Giles wrote, “Notes From the Fog has moments of humanity and grace, but the darkness weighs on you more and more as you read. It’s as if each story, however inventive, is a stone that Marcus is asking you to carry...His sentences deserve to be lingered over, and his unsettling vision requires recovery time.”
Lidijia Haas of Harper’s described Marcus’s collection as one that delves into “domestic dramas,” while also presenting scenarios such as “a gently apocalyptic picture of mass surveillance, medical experimentation, and ecological collapse, taking its sardonic view of family life—self-deluding cruelty and embarrassing neediness and all—along for the ride.”
Austin Adams of the Los Angeles Review of Books called Marcus “a writer and champion of audacious, inventive prose…”
In an interview with The New Yorker, Marcus discussed Notes From the Fog (which was forthcoming at the time), describing a universe where, “Sex is not so sexy. Drugs are sprayed into a public space to assist people’s feelings. Solitude is sought and then resented when it comes. A lot goes unsaid, unthought, unfelt, and awareness of this comes suddenly and with discomfort. Pretty basic stuff, in the end.”

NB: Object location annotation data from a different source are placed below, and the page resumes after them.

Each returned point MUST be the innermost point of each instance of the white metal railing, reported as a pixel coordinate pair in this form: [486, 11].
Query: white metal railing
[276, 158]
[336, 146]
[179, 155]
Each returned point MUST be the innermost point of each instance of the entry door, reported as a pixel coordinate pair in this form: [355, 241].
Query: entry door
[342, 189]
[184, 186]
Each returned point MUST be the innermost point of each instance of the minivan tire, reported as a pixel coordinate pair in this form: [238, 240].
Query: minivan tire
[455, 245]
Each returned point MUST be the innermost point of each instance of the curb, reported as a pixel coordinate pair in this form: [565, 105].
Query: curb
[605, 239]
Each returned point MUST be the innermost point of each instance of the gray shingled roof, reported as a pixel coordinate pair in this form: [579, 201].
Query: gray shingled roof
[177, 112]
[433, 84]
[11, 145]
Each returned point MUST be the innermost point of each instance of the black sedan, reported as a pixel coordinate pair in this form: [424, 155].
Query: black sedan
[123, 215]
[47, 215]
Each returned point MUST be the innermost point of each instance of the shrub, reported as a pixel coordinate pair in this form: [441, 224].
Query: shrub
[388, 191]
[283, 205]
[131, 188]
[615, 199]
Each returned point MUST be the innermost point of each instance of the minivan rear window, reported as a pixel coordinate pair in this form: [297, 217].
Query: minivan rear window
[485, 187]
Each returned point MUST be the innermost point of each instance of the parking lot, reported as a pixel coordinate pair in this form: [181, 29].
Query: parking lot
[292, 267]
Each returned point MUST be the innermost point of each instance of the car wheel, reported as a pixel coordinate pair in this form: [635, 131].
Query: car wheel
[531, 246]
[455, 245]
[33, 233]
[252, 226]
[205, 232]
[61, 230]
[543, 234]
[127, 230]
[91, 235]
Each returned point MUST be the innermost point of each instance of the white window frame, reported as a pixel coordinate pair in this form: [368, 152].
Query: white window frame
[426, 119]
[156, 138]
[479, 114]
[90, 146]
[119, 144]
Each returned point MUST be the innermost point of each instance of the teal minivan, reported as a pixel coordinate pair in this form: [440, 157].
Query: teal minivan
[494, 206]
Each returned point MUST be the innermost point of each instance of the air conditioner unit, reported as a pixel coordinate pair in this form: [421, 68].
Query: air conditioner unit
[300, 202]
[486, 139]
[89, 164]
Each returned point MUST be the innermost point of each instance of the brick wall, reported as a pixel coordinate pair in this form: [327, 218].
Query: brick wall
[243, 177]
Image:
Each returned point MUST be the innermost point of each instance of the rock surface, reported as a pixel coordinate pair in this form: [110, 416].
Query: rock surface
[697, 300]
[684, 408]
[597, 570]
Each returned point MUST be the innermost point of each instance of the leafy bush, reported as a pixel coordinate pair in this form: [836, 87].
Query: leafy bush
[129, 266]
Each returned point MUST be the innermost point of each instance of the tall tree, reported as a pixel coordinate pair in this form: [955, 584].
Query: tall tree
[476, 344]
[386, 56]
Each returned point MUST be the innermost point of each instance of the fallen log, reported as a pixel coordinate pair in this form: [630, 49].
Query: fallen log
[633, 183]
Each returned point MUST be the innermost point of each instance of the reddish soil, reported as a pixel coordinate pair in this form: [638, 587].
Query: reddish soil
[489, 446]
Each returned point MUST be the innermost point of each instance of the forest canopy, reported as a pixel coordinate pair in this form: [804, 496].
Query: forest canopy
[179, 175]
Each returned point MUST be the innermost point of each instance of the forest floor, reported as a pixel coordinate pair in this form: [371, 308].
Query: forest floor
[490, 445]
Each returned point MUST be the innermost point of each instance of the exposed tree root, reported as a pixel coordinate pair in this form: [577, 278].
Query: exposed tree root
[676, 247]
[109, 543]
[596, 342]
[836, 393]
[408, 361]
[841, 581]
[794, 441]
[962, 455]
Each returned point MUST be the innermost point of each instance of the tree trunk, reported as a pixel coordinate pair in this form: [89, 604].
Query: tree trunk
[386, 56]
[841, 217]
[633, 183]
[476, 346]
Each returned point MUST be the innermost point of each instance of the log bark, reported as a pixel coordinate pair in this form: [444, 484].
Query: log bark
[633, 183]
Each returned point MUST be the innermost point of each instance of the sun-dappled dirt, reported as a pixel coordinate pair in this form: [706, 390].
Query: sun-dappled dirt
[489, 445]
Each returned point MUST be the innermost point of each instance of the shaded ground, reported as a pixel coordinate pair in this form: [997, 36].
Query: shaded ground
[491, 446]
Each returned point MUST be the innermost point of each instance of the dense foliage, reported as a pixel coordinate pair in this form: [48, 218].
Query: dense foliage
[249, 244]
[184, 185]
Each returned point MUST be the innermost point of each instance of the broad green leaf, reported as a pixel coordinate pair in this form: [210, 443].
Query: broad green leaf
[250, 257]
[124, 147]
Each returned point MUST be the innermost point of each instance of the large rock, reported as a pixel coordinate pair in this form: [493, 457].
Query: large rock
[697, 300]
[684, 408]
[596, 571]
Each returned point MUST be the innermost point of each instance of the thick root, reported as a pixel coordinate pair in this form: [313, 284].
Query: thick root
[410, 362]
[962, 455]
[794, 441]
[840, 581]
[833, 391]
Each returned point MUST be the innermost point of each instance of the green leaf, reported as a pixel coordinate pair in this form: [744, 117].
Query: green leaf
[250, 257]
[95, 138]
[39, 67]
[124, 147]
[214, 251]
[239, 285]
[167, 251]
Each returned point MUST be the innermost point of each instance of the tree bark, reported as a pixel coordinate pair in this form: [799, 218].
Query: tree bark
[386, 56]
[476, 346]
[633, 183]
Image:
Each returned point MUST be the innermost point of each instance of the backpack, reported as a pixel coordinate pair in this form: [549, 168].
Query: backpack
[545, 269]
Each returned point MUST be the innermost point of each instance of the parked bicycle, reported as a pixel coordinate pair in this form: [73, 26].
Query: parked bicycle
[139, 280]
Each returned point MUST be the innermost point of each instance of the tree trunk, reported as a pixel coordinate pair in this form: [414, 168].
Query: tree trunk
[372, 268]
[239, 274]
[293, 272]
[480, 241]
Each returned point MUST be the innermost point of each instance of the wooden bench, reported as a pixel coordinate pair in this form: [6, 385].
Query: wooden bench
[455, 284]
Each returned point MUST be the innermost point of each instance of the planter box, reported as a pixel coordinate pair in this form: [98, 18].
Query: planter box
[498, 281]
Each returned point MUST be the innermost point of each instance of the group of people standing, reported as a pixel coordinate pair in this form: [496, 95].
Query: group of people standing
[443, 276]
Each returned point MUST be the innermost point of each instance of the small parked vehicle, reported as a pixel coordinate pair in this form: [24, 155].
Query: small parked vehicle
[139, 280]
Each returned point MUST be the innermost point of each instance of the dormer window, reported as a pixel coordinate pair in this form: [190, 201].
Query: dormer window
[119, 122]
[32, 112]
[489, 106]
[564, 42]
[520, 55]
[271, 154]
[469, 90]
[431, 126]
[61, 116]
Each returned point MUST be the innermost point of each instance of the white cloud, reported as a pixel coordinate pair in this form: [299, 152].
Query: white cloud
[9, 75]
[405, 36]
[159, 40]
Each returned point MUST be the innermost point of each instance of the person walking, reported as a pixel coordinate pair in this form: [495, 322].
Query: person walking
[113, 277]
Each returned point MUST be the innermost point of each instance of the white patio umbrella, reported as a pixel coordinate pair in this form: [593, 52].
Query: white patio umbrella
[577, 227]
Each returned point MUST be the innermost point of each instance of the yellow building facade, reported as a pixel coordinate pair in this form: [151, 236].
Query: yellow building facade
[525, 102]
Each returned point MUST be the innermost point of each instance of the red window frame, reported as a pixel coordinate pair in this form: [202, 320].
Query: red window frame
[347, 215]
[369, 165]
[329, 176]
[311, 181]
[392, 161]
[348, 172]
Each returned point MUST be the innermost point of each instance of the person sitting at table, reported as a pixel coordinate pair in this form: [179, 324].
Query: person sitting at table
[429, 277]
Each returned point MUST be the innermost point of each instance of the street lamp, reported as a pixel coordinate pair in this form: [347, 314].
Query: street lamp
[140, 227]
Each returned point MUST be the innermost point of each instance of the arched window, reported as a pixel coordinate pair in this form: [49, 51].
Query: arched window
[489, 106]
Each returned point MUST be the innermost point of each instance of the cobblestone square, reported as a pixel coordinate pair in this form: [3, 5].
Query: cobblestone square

Marcus is the author of two novels, Notable American Women (2002) and The Flame Alphabet (2012), two short story collections, The Age of Wire and String (1995) and Leaving the Sea (2014), and the novella, The Father Costume (2002). He has received a Whiting Award, a Pushcart Prize, a Berlin Prize, and a Guggenheim Award. At Columbia, he teaches graduate-level fiction seminars and workshops.
His new collection can be purchased here. Marcus will also be reading at Greenlight Bookstore in Brooklyn, NY, on Thursday, September 27th, at 7:30pm, and will be in conversation with Creative Writing Assistant Professor Rivka Galchen.